Even despite the obvious progress in the development of safety systems at industrial facilities, man-made accidents and catastrophes continue to occur. Moreover, their number is growing, as evidenced by the data of the Swiss company Swiss Re (one of the world’s largest reinsurance companies founded over 150 years ago): over the period 1970-2000, the number of man-made accidents and disasters with a total economic loss of more than USD 67 million each increased more than 3 times. At the same time, they occurred 1.6-1.7 times more often than natural emergency situations with comparable destructiveness.
This fact is confirmed by the United Nations (UN) data:
– in terms of their consequences, man-made disasters became comparable to natural disasters and now have the third place among all types of disasters, after hydrometeorological (floods and tsunamis) and geological (earthquakes, volcanic eruptions, avalanches and mudflows) in terms of the number of deaths;
– over the past 30 years, the damage caused by man-made disasters has increased almost 3-fold and amounts to about USD 200 bln. a year.
In addition, the annual losses from man-made accidents and disasters are measured by thousands of human lives around the world and irreparable damage to the environment. Man-made accidents and catastrophes have a beginning, but they do not have ending, they are often unpredictable, the degree of damage caused by them does not decrease over time, as negative factors continue to operate for many more years, leading to severe environmental consequences. In addition, the increasing technogenic burden on the environment, transboundary pollution transfer and the resulting global environmental changes have led to the emergence of a new type of combined natural and man-made risks. They are increasingly beginning to prevail among the threats to sustainable development from emergencies.

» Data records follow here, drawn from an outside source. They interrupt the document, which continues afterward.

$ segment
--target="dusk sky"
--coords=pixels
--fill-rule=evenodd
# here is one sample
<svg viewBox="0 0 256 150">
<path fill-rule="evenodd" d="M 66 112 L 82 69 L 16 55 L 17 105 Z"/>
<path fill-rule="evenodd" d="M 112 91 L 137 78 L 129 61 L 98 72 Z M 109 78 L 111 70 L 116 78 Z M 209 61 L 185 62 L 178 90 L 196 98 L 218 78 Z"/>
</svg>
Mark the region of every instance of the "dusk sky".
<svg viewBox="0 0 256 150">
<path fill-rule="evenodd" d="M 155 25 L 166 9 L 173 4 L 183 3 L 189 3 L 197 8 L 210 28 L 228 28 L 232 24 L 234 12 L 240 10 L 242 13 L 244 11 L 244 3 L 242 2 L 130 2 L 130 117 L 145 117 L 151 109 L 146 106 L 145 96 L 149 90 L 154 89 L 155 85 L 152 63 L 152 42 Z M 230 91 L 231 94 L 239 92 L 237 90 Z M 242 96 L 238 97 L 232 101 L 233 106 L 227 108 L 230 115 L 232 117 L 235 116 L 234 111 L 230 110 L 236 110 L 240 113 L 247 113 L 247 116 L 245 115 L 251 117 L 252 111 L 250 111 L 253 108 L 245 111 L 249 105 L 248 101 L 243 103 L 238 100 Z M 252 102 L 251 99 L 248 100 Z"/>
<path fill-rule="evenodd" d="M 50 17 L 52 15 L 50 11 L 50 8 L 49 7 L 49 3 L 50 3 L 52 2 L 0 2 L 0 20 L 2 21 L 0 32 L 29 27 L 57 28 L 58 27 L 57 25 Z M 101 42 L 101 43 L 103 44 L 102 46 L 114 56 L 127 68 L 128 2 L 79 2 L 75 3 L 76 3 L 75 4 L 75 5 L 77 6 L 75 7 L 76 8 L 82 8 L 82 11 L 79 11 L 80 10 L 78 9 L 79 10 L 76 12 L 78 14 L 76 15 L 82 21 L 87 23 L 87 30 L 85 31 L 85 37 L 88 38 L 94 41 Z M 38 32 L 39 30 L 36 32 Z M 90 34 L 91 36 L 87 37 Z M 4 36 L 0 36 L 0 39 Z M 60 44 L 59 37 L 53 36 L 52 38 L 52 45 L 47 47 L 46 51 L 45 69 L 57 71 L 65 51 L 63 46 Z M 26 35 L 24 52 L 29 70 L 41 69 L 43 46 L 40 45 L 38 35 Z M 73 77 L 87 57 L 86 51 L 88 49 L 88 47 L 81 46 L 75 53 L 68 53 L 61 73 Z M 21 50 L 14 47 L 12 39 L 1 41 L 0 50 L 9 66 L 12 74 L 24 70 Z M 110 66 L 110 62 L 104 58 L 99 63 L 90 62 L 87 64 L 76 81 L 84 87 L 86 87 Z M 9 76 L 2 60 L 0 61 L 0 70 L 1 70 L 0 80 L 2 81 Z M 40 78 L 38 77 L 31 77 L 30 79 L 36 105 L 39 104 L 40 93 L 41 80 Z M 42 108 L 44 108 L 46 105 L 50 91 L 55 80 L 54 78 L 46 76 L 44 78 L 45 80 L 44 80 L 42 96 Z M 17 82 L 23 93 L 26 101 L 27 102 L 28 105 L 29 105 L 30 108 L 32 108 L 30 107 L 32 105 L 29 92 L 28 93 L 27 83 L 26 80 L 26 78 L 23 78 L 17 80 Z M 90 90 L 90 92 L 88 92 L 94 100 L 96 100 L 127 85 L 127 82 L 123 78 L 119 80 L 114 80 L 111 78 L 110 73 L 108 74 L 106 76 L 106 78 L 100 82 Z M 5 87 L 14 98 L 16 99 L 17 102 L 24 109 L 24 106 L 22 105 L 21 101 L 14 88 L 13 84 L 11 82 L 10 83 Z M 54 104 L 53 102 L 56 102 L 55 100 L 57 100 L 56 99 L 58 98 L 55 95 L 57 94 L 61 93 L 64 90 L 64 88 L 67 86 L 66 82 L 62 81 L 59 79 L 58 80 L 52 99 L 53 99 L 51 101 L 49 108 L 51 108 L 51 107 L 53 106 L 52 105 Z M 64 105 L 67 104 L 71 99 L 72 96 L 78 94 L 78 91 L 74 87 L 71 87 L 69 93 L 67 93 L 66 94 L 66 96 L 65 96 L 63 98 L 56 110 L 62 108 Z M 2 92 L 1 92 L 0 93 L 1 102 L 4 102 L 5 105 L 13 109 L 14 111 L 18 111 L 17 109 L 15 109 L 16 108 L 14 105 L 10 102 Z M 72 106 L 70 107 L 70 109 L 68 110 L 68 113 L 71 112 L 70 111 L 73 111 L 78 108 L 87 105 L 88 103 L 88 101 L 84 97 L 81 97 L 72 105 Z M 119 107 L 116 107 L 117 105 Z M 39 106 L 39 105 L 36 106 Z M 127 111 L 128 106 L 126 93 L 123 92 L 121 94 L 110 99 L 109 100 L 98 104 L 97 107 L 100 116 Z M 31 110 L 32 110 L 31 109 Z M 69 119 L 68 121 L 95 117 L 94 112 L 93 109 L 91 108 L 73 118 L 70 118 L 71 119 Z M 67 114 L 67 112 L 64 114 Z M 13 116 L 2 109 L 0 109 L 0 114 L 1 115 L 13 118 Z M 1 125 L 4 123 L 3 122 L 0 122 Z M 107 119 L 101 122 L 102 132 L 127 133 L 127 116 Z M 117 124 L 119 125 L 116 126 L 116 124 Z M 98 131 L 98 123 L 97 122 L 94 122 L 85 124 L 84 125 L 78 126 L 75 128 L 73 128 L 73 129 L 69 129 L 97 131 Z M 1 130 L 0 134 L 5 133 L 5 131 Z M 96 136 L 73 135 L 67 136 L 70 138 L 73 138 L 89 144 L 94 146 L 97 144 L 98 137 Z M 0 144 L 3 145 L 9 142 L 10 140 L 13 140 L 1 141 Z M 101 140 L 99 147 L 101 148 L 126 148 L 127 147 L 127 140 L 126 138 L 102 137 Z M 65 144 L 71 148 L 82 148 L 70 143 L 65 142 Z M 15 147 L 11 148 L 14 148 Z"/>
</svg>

In the last decades of the last century unprecedented “man-made disasters” caused mankind to seriously think about their own vulnerability and to search for ways of more secure and sustainable development. So the leading issue was the problem of man-made safety at industrial facilities in order to avoid the emergency situations during their operation.
This Study will investigate the situation in four manufacturing sectors – chemical, oil refining, coal mining and nuclear power. The choice was made based on the number and scale of man-made disasters that occurred and occur at the sites of these industries after the Second World War, as well as the amount of damage caused to human health and the environment. In addition, the Study will consider the legislative and regulatory requirements for the technogenic security of critical infrastructure facilities in several European countries, as well as practical aspects of regulation and supervision. Attention will also be paid to the key aspect, which will investigate the safety of chemical, oil refining, coal industries, nuclear power and critical infrastructure facilities- stress tests. The possibility and expediency of unifying the requirements for the safety of enterprises from the listed industries and critical infrastructure facilities will be considered.